Our hypothesis posits that larger brands leaned into their marketing mix (MMM) tools to help make the decision to cut their Facebook spend and to determine the optimal ways to reinvest their budgets to make up for any lost sales. MMMs help quantify an individual media vehicle’s incremental impact on sales and how media vehicles interact with each other, while controlling for promotions, non-paid media, distribution and other internal and external business drivers. This approach allows brands to understand and quantify marginal ROI for any decrease in investment of one tactic and increase in another.
As the headlines continue to roll in with more brands choosing to divest from Facebook, some of our clients considering similar steps have asked for our assistance in evaluating their media strategy and quantifying the possible impact. We have encouraged them to use the in-house tools they have in place to measure and analyze:
What is the incremental reach you get on Facebook, and who are you reaching?
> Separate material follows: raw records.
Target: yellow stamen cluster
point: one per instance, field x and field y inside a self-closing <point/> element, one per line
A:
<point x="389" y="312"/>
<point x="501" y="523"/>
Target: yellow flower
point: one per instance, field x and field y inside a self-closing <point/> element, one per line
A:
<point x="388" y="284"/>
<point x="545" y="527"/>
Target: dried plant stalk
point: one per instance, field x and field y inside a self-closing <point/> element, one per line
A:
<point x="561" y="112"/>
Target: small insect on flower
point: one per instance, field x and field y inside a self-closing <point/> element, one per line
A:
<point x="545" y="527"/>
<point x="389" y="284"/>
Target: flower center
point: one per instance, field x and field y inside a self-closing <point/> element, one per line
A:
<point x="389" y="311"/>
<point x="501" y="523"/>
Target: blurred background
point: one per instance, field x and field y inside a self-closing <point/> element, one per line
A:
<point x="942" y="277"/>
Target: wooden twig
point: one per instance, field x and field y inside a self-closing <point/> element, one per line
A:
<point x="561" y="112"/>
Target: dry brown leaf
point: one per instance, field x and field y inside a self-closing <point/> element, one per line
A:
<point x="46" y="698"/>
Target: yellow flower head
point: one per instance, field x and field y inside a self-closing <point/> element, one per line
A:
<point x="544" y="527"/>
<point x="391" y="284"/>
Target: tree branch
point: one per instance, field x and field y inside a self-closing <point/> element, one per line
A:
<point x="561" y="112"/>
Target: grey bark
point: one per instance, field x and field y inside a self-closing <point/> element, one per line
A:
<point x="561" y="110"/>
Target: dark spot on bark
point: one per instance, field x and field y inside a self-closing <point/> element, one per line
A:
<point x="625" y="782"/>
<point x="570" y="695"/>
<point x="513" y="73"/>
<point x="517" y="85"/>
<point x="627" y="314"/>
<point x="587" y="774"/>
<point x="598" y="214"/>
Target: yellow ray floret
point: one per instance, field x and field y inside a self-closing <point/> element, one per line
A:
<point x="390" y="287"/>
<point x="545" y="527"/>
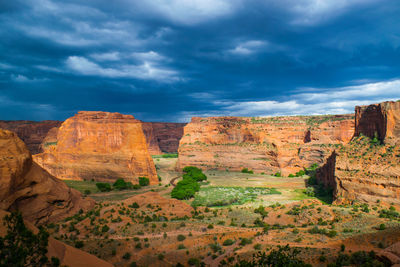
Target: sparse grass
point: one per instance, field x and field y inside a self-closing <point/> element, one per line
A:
<point x="223" y="196"/>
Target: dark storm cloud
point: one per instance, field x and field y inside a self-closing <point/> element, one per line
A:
<point x="170" y="60"/>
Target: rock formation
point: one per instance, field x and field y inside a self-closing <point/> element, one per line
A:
<point x="25" y="186"/>
<point x="163" y="137"/>
<point x="68" y="256"/>
<point x="31" y="132"/>
<point x="268" y="144"/>
<point x="366" y="170"/>
<point x="99" y="145"/>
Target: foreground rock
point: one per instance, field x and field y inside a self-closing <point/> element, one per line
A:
<point x="269" y="145"/>
<point x="67" y="255"/>
<point x="25" y="186"/>
<point x="99" y="145"/>
<point x="368" y="168"/>
<point x="31" y="132"/>
<point x="163" y="137"/>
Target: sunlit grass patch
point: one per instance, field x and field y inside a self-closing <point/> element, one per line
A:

Are you already reaching that same audience through other efforts or can you find them through other channels?
Last touch measures and multi-touch measures
Having used these measures to tactically optimize Facebook, now evaluate how much of your campaign optimization could be impacted by duplicative conversion counts between platforms. How much of that do you anticipate would dry up if your brand was to divested from Facebook?
Digital control groups
Are you currently implementing, or have you previously executed, control groups to better quantify Facebook’s incremental impact on your business?
Based on your marketing mix analysis, what do you anticipate will be the incremental loss in sales to your business by divesting from Facebook, and what components of your media plan can scale to offset any incremental sales loss you will see from Facebook? Secondarily, what has your MMM told you about positive PR in the past? And do you anticipate that any PR related to divesting from Facebook will help offset some of those incremental sales as well?
Now is the time to triangulate your different measurement approaches to get at the truth. If all those fail, you can just go dark and see what happens.